Submitted to: Nutrient Cycling in Agroecosystems
Publication Type: Peer reviewed journal
Publication Acceptance Date: 8/20/2013
Publication Date: 8/24/2013
Citation: Svanback, A., Ulen, B., Etana, A., Bergstrom, L., Kleinman, P.J., Mattsson, L. 2013. Influence of soil phosphorus and manure on phosphorus leaching in Swedish topsoils. Nutrient Cycling in Agroecosystems. 96:133–147. DOI:10.1007/s10705-013-9582-9. Interpretive Summary: In Sweden, losses of agricultural phosphorus via subsurface flow pathways are a major concern due to eutrophication of the Baltic Sea. Using shallow soil columns collected from trials across Sweden, this study sought to quantify relationships between subsurface phosphorus loss and key agronomic management factors. Soil phosphorus exerted an overwhelming control leaching losses of phosphorus, pointing to the need for strategies that balance phosphorus inputs and outputs to agricultural soils.

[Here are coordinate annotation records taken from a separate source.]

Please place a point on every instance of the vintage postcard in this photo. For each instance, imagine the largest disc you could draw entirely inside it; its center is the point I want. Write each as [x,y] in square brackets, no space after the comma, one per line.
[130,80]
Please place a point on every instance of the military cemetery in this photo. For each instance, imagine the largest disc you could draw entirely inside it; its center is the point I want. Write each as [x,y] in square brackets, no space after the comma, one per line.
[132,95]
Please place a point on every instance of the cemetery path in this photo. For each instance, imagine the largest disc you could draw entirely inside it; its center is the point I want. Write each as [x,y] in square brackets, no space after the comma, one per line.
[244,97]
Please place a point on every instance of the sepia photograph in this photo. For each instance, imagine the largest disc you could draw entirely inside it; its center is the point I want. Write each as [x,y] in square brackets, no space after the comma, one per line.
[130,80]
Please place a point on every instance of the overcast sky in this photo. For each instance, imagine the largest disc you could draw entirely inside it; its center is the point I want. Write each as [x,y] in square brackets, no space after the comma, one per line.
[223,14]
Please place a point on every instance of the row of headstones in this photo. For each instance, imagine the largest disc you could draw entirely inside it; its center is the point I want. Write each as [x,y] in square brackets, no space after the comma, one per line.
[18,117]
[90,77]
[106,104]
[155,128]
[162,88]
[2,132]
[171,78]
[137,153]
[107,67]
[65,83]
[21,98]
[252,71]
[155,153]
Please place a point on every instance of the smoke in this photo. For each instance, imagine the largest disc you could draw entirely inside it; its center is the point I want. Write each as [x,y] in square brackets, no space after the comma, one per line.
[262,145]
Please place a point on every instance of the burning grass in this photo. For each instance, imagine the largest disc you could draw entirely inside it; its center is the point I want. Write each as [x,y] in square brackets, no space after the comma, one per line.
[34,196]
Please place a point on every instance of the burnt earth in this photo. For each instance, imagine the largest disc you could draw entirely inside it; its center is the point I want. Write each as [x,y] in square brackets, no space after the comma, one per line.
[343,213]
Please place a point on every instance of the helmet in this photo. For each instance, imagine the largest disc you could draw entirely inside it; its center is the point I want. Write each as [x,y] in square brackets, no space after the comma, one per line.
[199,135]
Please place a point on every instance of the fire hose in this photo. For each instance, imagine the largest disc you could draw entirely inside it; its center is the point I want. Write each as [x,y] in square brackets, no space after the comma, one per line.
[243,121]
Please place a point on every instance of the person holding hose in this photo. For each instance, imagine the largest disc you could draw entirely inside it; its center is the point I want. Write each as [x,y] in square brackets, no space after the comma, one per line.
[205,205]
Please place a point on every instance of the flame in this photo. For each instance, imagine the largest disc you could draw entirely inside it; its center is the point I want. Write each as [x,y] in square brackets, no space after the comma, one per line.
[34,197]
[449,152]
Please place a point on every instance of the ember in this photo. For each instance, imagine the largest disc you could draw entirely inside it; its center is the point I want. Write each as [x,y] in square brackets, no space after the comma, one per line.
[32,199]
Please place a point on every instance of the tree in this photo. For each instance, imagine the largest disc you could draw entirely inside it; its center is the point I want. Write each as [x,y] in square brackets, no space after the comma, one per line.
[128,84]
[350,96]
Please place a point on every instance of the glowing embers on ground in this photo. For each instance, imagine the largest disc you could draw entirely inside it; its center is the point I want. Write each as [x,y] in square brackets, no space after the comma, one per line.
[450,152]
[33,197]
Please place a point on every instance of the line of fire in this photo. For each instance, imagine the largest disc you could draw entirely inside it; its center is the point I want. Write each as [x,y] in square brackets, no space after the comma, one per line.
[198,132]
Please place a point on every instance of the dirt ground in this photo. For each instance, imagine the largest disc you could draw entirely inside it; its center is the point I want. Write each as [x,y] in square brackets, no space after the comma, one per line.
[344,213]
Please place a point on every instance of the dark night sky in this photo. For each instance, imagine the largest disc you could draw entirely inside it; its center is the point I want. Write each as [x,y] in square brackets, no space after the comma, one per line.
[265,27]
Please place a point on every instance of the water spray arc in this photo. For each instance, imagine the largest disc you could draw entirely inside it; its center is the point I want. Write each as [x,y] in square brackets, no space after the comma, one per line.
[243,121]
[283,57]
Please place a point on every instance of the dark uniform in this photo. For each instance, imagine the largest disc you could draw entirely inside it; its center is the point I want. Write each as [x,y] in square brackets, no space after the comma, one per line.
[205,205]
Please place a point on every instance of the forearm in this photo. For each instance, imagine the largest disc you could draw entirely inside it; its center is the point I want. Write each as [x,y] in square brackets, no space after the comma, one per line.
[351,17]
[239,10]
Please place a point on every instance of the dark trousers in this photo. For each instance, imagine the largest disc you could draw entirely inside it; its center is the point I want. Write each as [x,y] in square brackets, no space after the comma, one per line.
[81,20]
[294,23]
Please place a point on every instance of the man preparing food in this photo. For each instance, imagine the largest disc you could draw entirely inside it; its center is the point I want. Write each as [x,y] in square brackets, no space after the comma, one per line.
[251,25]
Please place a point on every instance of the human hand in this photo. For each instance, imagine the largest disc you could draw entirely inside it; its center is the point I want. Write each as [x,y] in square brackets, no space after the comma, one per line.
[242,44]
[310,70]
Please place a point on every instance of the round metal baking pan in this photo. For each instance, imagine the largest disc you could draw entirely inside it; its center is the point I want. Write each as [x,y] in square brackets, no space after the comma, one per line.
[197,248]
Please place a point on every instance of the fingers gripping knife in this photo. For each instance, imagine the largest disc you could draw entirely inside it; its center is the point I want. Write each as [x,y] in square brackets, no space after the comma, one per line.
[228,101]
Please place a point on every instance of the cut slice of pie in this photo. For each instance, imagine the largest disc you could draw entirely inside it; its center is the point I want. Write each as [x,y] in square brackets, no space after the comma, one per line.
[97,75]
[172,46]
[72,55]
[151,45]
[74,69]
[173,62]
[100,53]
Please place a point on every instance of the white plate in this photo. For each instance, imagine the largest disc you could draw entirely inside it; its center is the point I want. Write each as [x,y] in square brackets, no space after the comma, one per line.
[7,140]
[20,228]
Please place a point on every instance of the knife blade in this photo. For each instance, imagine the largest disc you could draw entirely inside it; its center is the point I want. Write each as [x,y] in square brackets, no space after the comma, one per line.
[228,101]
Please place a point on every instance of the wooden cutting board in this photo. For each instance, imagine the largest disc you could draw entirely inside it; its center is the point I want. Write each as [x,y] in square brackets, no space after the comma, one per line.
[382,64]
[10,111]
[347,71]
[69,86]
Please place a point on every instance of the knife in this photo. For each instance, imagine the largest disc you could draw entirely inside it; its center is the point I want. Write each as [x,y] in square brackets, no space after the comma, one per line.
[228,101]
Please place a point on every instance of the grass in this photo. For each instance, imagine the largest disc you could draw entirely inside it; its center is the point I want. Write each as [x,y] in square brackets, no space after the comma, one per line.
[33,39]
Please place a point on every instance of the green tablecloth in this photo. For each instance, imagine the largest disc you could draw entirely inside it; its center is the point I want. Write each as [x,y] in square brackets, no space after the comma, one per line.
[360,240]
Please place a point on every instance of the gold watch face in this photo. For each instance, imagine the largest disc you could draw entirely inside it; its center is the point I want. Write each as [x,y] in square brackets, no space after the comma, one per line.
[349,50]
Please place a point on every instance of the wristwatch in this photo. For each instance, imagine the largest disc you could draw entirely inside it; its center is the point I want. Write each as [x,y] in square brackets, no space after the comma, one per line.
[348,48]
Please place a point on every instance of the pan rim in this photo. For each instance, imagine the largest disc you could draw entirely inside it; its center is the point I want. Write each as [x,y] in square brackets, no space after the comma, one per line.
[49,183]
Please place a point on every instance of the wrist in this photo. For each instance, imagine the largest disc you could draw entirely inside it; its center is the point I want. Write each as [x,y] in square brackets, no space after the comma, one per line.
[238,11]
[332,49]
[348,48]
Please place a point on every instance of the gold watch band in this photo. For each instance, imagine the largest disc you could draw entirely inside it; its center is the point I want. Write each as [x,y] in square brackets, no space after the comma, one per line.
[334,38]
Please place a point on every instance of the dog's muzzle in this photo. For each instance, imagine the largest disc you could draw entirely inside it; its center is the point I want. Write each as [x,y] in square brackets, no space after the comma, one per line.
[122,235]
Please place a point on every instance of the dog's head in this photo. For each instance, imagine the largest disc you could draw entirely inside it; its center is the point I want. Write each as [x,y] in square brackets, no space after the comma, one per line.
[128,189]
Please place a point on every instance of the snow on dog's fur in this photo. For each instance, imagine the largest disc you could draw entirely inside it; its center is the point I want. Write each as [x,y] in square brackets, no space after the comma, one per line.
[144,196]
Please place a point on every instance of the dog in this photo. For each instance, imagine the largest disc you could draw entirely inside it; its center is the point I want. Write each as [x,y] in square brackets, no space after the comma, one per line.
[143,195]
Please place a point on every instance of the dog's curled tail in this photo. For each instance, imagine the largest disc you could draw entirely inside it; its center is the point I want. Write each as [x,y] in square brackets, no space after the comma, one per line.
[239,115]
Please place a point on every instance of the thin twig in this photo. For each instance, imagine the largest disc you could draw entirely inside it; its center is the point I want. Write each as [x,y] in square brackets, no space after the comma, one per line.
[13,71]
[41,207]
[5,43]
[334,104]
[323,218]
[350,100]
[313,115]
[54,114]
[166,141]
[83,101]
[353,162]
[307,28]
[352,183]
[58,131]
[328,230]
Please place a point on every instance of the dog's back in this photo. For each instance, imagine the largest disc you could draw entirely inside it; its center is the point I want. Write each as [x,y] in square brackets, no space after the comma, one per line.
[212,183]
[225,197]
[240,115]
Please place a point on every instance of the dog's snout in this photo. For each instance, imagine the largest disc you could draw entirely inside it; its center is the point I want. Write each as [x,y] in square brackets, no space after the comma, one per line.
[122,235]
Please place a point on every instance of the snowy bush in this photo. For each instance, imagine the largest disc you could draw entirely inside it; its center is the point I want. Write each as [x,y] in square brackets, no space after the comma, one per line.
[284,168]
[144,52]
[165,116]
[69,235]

Technical Abstract: In Sweden, subsurface transport of phosphorus (P) represents the primary pathway of concern to surface water quality. While strong relationships have been consistently observed between P in surface runoff and soil test P, there have been mixed findings linking P in leachate with soil test P. To explore the interactive effects of soil, cropping system and manure application on P leaching, we obtained intact columns of surface soils (20 cm deep) from long-term trials across Sweden, subjecting the columns to leaching experiments using rainfall simulation. Strong relationships between ammonium-lactate extractable P and dissolved reactive P concentrations in leachate were observed, although regressions varied across soils. Results contrast with previous work in Sweden examining deeper soil cores (1.18 m) in which no relationship was apparent, pointing to the modifying role of subsoil properties for P leaching. No general differences in P leaching were found between the two cropping systems with and without moderate manure applications. The application of dairy manure (21-30 kg P/ha) to soils significantly increased P leaching losses, although the effect was modified by soil P sorption saturation. Both load (mg) and concentration (mg/L) of leached P can increase with increasing soil test P, strengthening the importance of keeping soil test P at moderate levels. Phosphorus leaching was generally low at fertilization rates equivalent to P removal with harvest. Findings point to the need for long-term P balances of inputs and outputs to limit P losses via leaching.